Studio Night Update: Epilogue

Monday, back at work after my New York trip, wasn’t as hard as I thought it would be – I was still on a bit of a travel high, rather than being pouty like I usually am when I return from a trip. Of course the slump was still on my mind, but I had started thinking of it as a mindset. I need to be in the right mindset for making art, as my mindset in the past year has been more like, “Crap gotta do some stuff where did the time go this used to feel so leisurely.” Here again is where rule 3 comes into play: Calm the F Down.
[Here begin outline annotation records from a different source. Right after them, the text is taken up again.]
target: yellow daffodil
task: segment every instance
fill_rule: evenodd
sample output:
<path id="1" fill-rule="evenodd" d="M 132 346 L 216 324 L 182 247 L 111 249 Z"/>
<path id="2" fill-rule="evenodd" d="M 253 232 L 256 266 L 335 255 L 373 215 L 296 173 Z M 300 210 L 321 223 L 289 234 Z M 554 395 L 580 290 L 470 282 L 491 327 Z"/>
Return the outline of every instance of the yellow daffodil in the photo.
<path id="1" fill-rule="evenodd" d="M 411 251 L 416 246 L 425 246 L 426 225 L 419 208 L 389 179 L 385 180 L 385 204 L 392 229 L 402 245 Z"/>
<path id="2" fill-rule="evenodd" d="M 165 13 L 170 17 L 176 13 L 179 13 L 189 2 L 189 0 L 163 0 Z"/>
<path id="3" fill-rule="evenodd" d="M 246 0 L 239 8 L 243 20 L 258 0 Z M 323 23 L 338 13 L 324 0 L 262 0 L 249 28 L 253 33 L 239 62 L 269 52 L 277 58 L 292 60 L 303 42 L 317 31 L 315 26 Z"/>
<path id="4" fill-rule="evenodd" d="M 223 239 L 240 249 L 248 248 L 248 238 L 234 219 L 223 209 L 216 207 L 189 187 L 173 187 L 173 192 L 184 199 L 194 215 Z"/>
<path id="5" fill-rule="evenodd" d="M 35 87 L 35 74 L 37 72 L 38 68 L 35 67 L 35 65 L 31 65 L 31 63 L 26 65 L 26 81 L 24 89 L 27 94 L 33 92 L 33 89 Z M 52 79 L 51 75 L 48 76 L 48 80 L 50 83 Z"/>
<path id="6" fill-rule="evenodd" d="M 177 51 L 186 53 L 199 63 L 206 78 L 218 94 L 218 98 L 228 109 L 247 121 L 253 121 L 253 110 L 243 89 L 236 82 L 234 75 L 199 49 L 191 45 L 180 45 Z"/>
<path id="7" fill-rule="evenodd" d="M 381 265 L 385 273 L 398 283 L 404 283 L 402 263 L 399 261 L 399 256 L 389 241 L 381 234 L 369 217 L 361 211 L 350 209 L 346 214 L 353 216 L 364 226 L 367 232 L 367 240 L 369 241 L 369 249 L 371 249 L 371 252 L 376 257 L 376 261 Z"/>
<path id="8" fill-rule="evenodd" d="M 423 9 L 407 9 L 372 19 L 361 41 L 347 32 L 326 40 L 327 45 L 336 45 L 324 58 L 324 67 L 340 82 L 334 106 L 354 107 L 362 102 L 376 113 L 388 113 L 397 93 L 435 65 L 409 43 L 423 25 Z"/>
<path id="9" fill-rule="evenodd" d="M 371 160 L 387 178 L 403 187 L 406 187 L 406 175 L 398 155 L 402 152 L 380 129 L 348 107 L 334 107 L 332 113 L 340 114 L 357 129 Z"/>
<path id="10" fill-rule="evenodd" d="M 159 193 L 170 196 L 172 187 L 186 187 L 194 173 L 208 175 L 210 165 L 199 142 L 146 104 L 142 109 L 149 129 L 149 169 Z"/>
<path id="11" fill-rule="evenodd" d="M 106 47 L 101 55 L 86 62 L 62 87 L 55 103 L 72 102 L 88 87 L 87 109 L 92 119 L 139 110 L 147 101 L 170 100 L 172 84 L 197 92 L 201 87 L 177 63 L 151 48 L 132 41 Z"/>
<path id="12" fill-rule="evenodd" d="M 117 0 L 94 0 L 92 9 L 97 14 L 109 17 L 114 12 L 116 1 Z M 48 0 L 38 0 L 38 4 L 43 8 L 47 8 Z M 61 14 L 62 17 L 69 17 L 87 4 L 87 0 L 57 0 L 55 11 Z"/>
When it came to be Tuesday Studio Night, I was actually kind of nervous. Is this going to work? Am I going to fail and feel terrible about myself? Immediately when I got home from work I changed my clothes and shut the door and got to it. First I had to move things around – that tiny room is a mess! And I had to set up an area to work on these small paintings – they are 8” x 8” value studies for that series I keep talking about – and for such small paintings there’s no need for me to stand at my easel.

So I did all that and I painted. Any time I paint, I feel better. I started one, finished one that I had started previously, then went back and finished the first one. These are oil paintings, but they are studies so the intention is not for them to be very layered, which is how I would normally approach a painting. And because of that, I was able to finish them and have a real sense of accomplishment! But my sense of accomplishment is tempered with knowing I need to keep this up, and that it’s a whole process, not just me getting in there one night and actually painting. But I still posted a picture of my two little paintings to show the internet that yes, I painted!